Small volume expansion of the splitting of multiple Neumann Laplacian eigenvalues due to a grounded inclusion in two dimensions

TL;DR

This paper derives the first terms of the asymptotic expansion for how Neumann Laplacian eigenvalues split when a small grounded inclusion is introduced in two dimensions, providing explicit formulas and decay rates.

Contribution

It introduces explicit formulas for the eigenvalue splitting due to small inclusions, including decay rates and dependence on eigenfunctions, size, and position.

Findings

Eigenvalue splitting formulas derived for small inclusions.

One eigenvalue decays like O(1/log(ε)), the other like O(ε^2).

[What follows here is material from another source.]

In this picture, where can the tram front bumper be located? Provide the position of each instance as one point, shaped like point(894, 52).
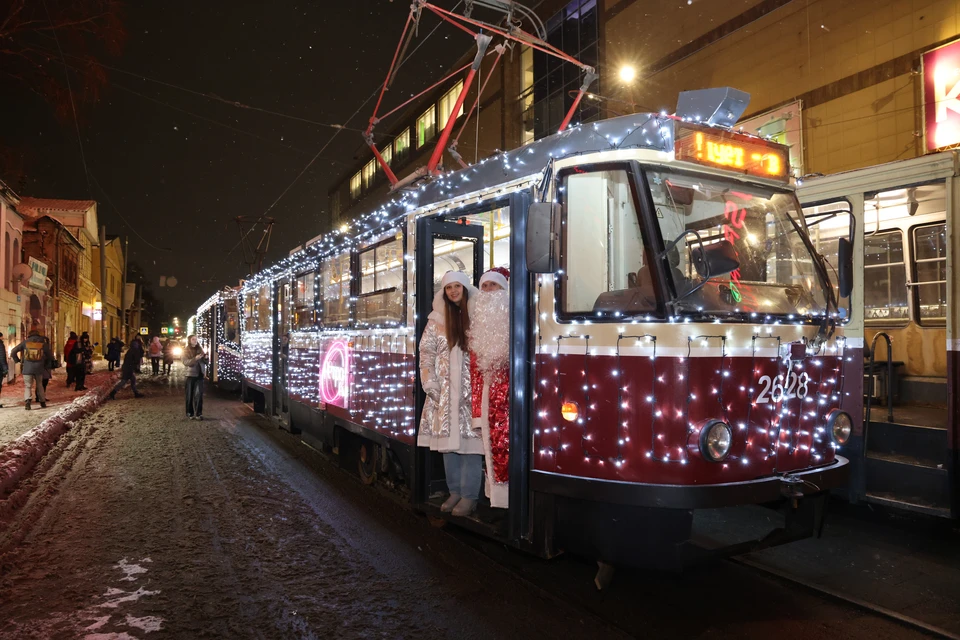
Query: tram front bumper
point(795, 485)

Explicit dependence on unperturbed eigenfunctions and inclusion parameters.

Abstract

The first terms of the small volume asymptotic expansion for the splitting of Neumann boundary condition Laplacian eigenvalues due to a grounded inclusion of size {\epsilon} are derived. An explicit formula to compute the first term from the eigenvalues and eigenfunctions of the unperturbed domain, the inclusion size and position is given. As a consequence, when an eigenvalue of double multiplicity splits in two distinct eigenvalues, one decays like O(1/log({\epsilon})), the other like O({\epsilon}^2).